In a bold but reckless ploy, for much of last year Russia's president Vladimir Putin sought to curb the appreciation of the rouble against the dollar by intervening in the market. But the strategy, designed to protect domestic producers against growing imports, backfired. Along with inflation, capital outflows revived, sparking off the mini liquidity crisis that hit several banks in the summer. Ben Aris reports.

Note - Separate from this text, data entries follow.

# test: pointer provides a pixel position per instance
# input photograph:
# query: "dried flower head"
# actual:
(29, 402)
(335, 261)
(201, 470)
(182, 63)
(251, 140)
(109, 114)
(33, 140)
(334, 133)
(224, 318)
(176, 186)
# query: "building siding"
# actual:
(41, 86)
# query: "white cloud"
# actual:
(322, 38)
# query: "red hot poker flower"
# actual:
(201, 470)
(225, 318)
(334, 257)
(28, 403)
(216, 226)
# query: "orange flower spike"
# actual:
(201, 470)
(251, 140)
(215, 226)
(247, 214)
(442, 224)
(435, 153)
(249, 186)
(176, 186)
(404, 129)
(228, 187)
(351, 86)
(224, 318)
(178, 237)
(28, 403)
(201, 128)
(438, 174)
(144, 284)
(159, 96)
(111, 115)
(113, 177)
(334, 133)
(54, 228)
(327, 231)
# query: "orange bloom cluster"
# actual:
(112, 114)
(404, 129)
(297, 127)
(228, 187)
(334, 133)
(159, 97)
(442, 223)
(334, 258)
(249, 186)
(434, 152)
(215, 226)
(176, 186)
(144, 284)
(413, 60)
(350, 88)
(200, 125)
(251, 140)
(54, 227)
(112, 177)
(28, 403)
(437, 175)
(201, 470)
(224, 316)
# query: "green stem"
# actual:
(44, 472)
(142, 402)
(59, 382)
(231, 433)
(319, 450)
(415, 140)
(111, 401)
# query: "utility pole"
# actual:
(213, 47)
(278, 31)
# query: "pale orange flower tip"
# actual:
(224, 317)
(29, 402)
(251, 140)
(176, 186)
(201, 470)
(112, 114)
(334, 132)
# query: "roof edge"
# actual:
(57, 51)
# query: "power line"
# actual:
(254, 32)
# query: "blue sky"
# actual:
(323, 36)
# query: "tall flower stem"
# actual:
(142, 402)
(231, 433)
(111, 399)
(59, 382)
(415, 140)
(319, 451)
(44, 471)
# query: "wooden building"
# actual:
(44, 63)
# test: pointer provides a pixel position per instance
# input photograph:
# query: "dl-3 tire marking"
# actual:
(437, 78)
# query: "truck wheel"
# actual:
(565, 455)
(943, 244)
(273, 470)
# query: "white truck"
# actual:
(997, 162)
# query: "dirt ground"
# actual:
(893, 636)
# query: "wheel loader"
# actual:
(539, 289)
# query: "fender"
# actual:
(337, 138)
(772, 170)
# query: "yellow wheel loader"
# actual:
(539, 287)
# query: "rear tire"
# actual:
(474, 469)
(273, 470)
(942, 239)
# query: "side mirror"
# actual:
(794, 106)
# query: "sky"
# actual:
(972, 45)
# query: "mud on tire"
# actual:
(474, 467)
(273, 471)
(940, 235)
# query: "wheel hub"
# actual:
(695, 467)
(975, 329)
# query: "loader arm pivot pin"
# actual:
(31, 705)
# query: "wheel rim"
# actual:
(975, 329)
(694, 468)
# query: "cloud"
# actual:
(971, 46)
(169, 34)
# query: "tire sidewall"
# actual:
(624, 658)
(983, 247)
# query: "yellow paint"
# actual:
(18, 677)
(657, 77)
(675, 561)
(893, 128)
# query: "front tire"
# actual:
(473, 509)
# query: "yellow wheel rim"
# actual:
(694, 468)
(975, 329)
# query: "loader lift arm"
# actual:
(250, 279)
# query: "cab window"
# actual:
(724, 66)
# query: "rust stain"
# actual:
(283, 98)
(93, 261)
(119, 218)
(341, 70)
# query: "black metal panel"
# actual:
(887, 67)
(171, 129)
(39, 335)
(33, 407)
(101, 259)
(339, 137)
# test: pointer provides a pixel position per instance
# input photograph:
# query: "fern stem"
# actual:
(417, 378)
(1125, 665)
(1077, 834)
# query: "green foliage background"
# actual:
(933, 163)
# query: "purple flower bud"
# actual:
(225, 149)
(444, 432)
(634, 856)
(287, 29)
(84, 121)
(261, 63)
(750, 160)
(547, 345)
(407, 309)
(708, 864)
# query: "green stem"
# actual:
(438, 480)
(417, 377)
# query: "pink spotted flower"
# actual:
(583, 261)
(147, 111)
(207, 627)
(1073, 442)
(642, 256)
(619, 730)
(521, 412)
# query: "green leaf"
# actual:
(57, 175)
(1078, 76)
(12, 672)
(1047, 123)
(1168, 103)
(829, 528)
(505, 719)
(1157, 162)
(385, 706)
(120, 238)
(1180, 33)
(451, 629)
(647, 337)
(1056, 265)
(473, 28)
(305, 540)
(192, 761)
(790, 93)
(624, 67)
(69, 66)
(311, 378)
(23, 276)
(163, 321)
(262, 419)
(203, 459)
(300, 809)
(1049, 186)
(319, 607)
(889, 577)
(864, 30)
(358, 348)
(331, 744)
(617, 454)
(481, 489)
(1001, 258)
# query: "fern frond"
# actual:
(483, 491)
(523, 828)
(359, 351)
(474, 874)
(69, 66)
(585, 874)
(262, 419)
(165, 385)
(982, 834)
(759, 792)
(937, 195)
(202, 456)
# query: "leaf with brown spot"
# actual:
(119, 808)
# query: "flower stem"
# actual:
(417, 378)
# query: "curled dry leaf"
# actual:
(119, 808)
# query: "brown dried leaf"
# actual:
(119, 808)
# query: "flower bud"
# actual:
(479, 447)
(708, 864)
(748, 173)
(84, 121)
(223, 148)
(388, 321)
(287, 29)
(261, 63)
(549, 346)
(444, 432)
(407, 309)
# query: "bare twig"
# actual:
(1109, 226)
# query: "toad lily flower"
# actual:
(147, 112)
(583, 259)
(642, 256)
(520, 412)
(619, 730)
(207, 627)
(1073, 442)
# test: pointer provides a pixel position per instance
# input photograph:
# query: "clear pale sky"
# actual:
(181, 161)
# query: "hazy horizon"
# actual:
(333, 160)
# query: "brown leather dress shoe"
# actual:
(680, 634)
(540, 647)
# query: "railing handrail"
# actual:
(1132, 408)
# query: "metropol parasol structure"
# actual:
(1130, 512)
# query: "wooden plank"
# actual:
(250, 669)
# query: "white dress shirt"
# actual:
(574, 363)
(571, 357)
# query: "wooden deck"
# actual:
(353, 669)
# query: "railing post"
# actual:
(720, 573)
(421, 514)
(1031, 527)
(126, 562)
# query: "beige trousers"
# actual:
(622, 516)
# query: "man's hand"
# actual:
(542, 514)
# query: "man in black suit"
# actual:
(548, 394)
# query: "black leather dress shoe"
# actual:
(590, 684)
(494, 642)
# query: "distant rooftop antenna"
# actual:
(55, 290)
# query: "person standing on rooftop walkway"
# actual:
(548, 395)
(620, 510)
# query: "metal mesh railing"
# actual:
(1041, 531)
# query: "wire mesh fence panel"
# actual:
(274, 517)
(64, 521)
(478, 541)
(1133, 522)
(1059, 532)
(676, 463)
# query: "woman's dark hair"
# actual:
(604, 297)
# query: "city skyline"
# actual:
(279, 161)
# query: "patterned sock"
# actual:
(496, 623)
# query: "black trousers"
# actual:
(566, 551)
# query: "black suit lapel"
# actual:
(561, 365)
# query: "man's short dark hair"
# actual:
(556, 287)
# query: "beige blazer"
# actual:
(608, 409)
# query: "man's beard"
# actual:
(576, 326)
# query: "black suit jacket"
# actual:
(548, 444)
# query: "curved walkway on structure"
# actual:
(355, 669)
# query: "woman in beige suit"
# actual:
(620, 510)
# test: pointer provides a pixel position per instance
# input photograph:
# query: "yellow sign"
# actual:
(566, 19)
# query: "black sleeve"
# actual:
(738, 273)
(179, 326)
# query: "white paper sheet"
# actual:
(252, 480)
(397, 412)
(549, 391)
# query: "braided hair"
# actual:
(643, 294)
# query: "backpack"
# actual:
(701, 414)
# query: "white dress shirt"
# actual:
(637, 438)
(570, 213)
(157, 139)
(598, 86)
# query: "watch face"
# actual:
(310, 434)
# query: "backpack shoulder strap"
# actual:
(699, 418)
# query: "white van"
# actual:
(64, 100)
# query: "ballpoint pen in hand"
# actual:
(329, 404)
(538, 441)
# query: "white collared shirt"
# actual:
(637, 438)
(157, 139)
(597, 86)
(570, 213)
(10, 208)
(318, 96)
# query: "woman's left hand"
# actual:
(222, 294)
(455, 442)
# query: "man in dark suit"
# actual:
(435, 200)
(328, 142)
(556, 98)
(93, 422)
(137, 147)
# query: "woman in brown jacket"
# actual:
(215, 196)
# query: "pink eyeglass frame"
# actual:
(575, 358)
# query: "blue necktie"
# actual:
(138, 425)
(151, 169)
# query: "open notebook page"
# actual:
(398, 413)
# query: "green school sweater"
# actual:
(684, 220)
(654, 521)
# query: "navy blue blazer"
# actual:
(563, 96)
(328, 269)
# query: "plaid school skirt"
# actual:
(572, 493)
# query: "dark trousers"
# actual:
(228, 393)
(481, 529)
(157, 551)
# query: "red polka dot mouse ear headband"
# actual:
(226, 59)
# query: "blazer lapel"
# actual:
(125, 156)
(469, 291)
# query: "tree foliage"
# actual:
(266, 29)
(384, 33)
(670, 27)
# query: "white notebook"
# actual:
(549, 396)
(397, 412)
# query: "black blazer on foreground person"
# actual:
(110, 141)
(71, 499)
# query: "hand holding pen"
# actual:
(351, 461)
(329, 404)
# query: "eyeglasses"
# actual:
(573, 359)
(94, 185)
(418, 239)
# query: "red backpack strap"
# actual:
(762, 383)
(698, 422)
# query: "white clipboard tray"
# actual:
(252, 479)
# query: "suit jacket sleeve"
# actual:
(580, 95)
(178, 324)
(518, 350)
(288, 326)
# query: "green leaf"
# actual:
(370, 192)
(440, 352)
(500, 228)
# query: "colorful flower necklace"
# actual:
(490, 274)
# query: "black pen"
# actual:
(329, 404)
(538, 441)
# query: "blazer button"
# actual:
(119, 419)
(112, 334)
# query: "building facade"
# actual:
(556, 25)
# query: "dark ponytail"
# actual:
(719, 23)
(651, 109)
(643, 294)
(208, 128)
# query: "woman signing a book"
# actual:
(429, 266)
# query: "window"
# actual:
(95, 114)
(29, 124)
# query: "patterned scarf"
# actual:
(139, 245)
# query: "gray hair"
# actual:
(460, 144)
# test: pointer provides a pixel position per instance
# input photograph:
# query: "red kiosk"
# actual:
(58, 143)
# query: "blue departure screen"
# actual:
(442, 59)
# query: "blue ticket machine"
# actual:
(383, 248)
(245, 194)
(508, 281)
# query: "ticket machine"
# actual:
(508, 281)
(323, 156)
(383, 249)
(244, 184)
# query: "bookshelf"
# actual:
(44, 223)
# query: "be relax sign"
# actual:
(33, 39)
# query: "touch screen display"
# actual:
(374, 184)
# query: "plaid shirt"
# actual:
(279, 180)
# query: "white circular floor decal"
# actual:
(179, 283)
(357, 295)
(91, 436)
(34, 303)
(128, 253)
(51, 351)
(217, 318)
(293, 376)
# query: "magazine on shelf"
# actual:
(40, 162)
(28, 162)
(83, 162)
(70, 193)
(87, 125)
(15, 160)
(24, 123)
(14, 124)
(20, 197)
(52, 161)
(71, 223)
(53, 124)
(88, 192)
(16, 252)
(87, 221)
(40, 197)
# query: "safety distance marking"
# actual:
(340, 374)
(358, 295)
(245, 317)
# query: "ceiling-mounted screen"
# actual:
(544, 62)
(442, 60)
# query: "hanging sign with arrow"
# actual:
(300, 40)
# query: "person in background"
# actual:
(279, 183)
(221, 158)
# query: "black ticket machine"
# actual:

|Putin's plan to curb rouble appreciation backfires|
THE KREMLIN was taught a painful lesson in economics this year after it meddled with exchange rates and nearly brought the Russian economy to a halt. A judo black belt, president Vladimir Putin pitted himself against the invisible hand of market forces and lost. Putin ordered the Central Bank of Russia (CBR) to weaken the rouble against the dollar to give domestic manufacturing some breathing space in its battle against rapidly increasing imports. Although the move did give some sectors a boost, Russia's ballistic growth halted and the economy began to stagnate by last summer.
By October the Kremlin had conceded defeat and the rouble was given its freedom. The economy looks as if it will bounce back, but Russia is still on a steep learning curve and is ill equipped to deal with the increasingly complex problem of managing its currency.
A mini-banking crisis and the onslaught on the Yukos oil company have been blamed for the slowdown but the financial system's wobbles are a symptom, not the cause, of Russia's spluttering recovery, and the destruction of the country's erstwhile most valuable company was always going to hurt the investment climate.